A Compromise For The Future


A Compromise For The Future Essay, Research Paper

A Compromise for the Future

As America enters the new millennium, our nation faces an enormous challenge. This challenge is to enable the economic expansion of recent years to continue and to reach even higher levels of prosperity. In order for this to happen, many factors will have to be examined and new policies must be implemented that will help the economy strive. In an era that has seen many changes in the regulatory policies of the American government, the future must hold an atmosphere of open-mindedness that will encourage cooperation between the major industries and those people on capital hill. They will decide what direction regulatory policies will travel towards in the new century.

In the past, U.S. policy towards big industry has been aimed at giving the average consumer an edge against those companies that seek to reap the profits of business by digging deep into the pocket books of Americans. The first industry to be targeted by regulatory policies was the railroad industry. Starting with the creation of the Interstate Commerce Commission in 1887, the government decided to try and prevent the monopolistic exploitation of passengers by limiting fares and routes as well as entrance into the market. At the time, there were no interstate highways, no buses, and no airplanes to compete with the railroad companies. A century later, this became a matter for deregulation because railroads were not able to compete with these alternate forms of transportation that arose. The evolution of the railroad industry, as well as the regulations imposed on it, are perfect examples of why policy makers need to have an open mind when deciding on today’s regulatory policies. We live in a time that is witnessing an unprecedented surge in technology and innovation. Therefore, thinking about regulating, or for that matter deregulating industry, should not be taken lightly.

As the 21st century begins, there are new concerns that must be addressed.

The industries are constantly changing as new forms of technology such as wireless communication and the information superhighway have arisen. For instance, in the cable television industry the government has had a hard time deciding what the best regulatory policies should be. The cable companies claim that new satellite companies such as Direct TV have already seized more that five million households away from local cable companies. This would force them to be more competitive. So, the government deregulated the industry, and the cable rates increased dramatically. This argument is not yet a viable one, and the cable industry should be re-regulated until the competitors can really compete.

While the cable industry still has some problems to sort out, other industries need to go in the opposite direction and be deregulated. One of these is the electricity industry. New high voltage power lines now enable different providers to reach markets that were previously out of their service area. With the creation of this open market in electric supply, it seems that now instead of the government deciding how high the rates can go new competition will naturally keep them at optimal levels. Likewise, it seems that a deregulation of this industry will decrease local natural monopolies and bring a more diverse selection of electricity providers into the market.

Another industry that has benefited from deregulation is the telephone service industry. Before 1982, AT&T held a grip on almost the entire nation’s long distance phone calls. Then, the anti-trust laws were imposed on the company, and it was broken into a network of what has become known as “the baby bells”. This step triggered the outcome of new innovations in technology that enabled companies to compete for long distance service. The launching of communications satellites made it much easier and cost efficient for other companies.
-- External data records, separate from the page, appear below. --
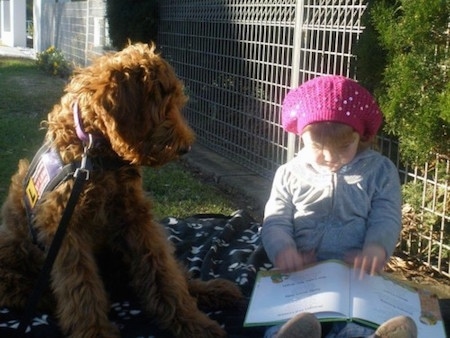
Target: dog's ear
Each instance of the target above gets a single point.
(142, 106)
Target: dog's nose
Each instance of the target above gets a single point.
(184, 150)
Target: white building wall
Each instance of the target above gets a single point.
(13, 23)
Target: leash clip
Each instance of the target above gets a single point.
(85, 166)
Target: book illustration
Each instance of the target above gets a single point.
(333, 291)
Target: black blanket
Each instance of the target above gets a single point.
(210, 246)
By 1990, average long distance rates fell nearly forty percent.

As deregulation has been increasing in the United States, it is important to point out that there are some things that just can not be deregulated. These policies are social regulations. Included in these particular social regulations are policies concerning the environment, workplace safety, and highway safety.

The policies that have the most impact on the economy are the environmental regulations. Companies must adhere to strict guidelines that limit the amounts of emissions that they discharge into the atmosphere and into our nations waterways. Although these policies cause the companies to have higher costs of doing business, at least we can feel safe drinking water from a faucet or taking a swim at the beach.

The auto industry is also forced to include certain safety features that have driven up production costs. These are

things such as airbags, side impact beams, and crash tests. All of these things contribute to the price of the automobile. These types of regulations are necessary for everyone.

In conclusion, it is apparent that there are many issues that will decide what regulatory policies should be adopted. That is why it is important for both sides of the table to be open to change and to try and look into the future. There are many things on the horizon that could change everything. In my opinion, it is important to realize that many decisions made today may not be the best ones for tomorrow. Regulations and deregulation should be made only after extensive research is done so that those who make the decisions today can stand by them tomorrow.